Hand Holding Laptop by Petr Kratochvil

security rule is a national set of security standards for protecting certain health information that is held or transferred in electronic form. For the purposes of this article I used the simplified, merged text of the HIPAA privacy & security rules (.pdf) from the U.S. Department of Health and Human Services and the recently proposed modification to the security rule. (.pdf)

When it comes to using technology, our primary concern is the security rule. The security rule requires you to thoughtfully assess any technology you are using or considering that will handle electronic protected health information (ePHI). Anytime you think about using a service or piece of technology or if you have existing structures in place it is important to go through the process of evaluation.

After spending a good amount of time with the security rule, I can tell you this: Whatever you do, write it down. Throughout my education at OCOM, I heard several teachers & practitioners say, “If you don’t write it down, it didn’t happen.” The same applies to HIPAA policy and procedure.

The HIPAA security rule is like a study guide or A&P homework; the requirements force you sit down and think your process through. Homework forces the student to study for tests, the security rule forces the practitioner to think about how their systems use ePHI.

A step-by-step guide to HIPAA security rule

So get out your favorite medium to write on, be that pen and paper, stylus and tablet, or keyboard and screen you need to get started on creating a HIPAA notebook (please note I will only be addressing the security rule – you might consider putting other HIPAA related things in there too).

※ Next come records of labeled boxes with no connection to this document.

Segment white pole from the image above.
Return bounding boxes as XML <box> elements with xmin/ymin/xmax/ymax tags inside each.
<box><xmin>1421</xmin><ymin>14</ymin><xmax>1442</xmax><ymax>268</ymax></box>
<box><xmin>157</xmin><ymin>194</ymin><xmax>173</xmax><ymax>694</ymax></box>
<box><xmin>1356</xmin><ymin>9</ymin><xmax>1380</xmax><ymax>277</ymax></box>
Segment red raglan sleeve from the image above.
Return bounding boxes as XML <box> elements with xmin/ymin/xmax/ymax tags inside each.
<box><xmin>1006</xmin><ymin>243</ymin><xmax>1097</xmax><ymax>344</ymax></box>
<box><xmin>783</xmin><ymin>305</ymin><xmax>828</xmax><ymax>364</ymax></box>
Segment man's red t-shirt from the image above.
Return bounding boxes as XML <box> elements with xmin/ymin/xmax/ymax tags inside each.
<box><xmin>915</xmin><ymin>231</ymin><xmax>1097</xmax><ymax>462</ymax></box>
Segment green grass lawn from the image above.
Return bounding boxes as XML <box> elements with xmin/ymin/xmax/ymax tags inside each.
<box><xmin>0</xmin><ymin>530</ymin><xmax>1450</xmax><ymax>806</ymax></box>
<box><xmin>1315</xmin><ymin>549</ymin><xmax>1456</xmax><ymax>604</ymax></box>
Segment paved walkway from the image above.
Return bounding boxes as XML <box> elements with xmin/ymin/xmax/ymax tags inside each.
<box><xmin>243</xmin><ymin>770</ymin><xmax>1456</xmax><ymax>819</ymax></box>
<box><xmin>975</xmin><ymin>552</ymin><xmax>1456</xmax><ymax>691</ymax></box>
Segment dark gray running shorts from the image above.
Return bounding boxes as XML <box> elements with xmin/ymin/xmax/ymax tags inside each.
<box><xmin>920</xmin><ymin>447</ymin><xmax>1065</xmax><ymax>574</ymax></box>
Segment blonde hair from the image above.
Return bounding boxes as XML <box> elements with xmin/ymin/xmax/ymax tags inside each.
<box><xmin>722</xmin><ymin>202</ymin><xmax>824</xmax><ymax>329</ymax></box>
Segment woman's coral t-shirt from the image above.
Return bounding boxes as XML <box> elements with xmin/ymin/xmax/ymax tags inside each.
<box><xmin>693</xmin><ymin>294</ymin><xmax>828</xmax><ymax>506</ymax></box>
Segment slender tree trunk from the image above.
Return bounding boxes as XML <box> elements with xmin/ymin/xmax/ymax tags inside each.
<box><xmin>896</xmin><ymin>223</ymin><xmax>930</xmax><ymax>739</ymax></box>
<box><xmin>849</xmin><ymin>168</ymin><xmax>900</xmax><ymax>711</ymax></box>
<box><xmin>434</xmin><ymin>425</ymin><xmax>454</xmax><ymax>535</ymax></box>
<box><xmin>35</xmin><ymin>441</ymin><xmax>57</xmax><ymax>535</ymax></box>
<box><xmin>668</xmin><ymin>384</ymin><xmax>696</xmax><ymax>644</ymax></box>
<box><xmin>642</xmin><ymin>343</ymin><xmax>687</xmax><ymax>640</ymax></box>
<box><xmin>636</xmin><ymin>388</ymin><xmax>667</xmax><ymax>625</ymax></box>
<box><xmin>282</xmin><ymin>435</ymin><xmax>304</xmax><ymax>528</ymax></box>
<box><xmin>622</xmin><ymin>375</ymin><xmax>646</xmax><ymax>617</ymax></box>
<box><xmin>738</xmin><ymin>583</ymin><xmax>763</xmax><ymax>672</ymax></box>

  1. Write down every piece of technology that possibly comes into contact with ePHI. This is daunting or easy depending on your practice and how much technology is already integrated. Start with devices, go to software and then internet related services. So for my practice I came up with this: (For the curious I’m using Notability on my iPad

Laura-Rose's list of technology

  1. Then mark which items on your list involve more then just you (marked by the asterisks in my list above). For physical devices this may mean you use it for work and personal tasks or perhaps more then one provider or family member uses the device. The entire section of internet services involve you and the providers of that service.

Okay let’s pause for a moment and discuss what some might be thinking, “Do I need a separate computer? or tablet for my medical practice? I can’t afford that!” Being new to a practice myself, I understand that costs need to be kept at a minimum. Let’s keep this part of the security rule in mind when discussing your use of technology:

164.306 1(b) Flexibility of Approach

HIPAA security rule excerpt

So don’t worry! Don’t try to stretch past your limits. The point is for technology to have a positive impact on your practice and your ability to care for patients. Keep this in mind.

  1. Continuing with your Security rule packet: You will need to make a section for the following:
    1. Administrative Safeguards (164.308)
    2. Physical Safeguards (164.310)
    3. Technical Safeguards (164.312)
    4. Organization Requirements (164.314)
    5. Policies & Procedures & Documentation requirements (164.316)

From here the process is quite tedious and a BIG project. The good news is that by make this notebook of HIPPA awesomeness you are completing the requirements of section 164.316 Policies & Procedures & Documentation. Luckily the Health & Human services has a lot of resources on the web to help us all with this process. I will be linking to many of their documents and if my language or explanations don’t make sense you can always refer to their documentation.

Comments 1

  1. Laura, what a wonderful breakdown of the HIPAA Security compliance process. I’m not just saying that because you quoted me, either. 😉

    I should point out that HIPAA is also not the only player in these processes. For example, clients are given leeway to accept the risks of email by HIPAA. State licensing boards or legislatures may have caveats or gotchas around that, though. My board, for example, requires email to be secured if I am to use it for therapeutic communications. Without security, I need to keep it to scheduling and other administrivia. HIPAA would let me send the client’s whole medical record by email if the client wanted it.